# Probleme mit Buckminster unter eclipse 3.4



## eclipseBeginner (3. Dez 2009)

Hallo,

ich wollte mich mal am Bauen von RCP Anwendungen mit Buckminster versuchen. Doch ich habe 2 Probleme und komme einfach nicht weiter.

ich verwende eclipse 3.4.2.  und habe mir über die Ganymede Update-site das dort verfügbare buchminster Core(1.1.0-r099448) CVS-Support(1.0.0.r09930) und PDE Support (1.1.340.r09942) runtergeladen.

Ich wollte es anhand des Tutorials von Wildcard bzw. dem Tutorial von Ralf Ebert versucuhen. Doch bei beiden Tutorials stoße ich an die gleichen grenzen.

1. Jedesmal wenn ich mein Feature welches das mail-template und die produkt-konfiguration enthält speichern will, kommt folgender Fehler in der Konsole: "Project refresh on com.example.mail.feature failed: Attribute feature.exports is defined more then once in component com.example.mail.feature"

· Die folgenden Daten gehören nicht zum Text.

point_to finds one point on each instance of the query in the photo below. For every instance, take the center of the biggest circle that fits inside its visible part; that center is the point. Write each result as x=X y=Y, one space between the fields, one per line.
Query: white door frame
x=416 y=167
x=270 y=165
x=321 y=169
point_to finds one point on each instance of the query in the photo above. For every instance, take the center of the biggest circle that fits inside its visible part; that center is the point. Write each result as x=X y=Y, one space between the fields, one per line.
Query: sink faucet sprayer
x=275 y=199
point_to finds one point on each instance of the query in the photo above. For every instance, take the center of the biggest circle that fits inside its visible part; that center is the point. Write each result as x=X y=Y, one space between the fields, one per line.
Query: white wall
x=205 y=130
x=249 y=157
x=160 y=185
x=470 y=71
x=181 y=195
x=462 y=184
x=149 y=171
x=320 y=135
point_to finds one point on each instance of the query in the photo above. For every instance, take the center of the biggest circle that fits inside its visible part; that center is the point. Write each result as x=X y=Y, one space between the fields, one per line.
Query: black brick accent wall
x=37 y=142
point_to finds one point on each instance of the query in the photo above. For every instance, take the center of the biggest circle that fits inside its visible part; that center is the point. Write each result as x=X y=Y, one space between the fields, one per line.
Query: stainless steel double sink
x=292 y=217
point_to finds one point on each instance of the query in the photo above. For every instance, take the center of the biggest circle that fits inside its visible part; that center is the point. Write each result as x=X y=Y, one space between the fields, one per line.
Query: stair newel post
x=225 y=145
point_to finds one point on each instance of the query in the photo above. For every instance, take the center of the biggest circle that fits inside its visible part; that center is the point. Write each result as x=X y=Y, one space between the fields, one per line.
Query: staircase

2. Ich habe keine Buckminster Action site.p2 in dem Auswahlmenü. Ich vermute das liegt daran dass ich eclipse 3.4.2 und nicht eclipse 3.5 verwende. Denn als ich es dort probiert habe, hatte ich diese action. Nur kann ich leider nicht umsteigen.
 Somit kann ich die create.product bzw. create.product.zip auch nicht ausführen, da diese auf die Action verweisen.

Kann ich mir die Action nachinstallieren bzw. selber in eine spec in mein Feature definieren oder gibt es für die versin 3.4.2 ein Update in der dies enthalten ist. Oder funktioniert das bauen und exportieren einer rcp als Product unter 3.4.2 noch ganz anders als in den beiden tutorials beschrieben?

Ich möchte es später dazu verwenden um über den hudson das bauen und exportieren der RCP Anwendung zu automatisieren. Gibt es dafür noch einen anderen Weg für eclipse 3.4?


----------



## Wildcard (5. Dez 2009)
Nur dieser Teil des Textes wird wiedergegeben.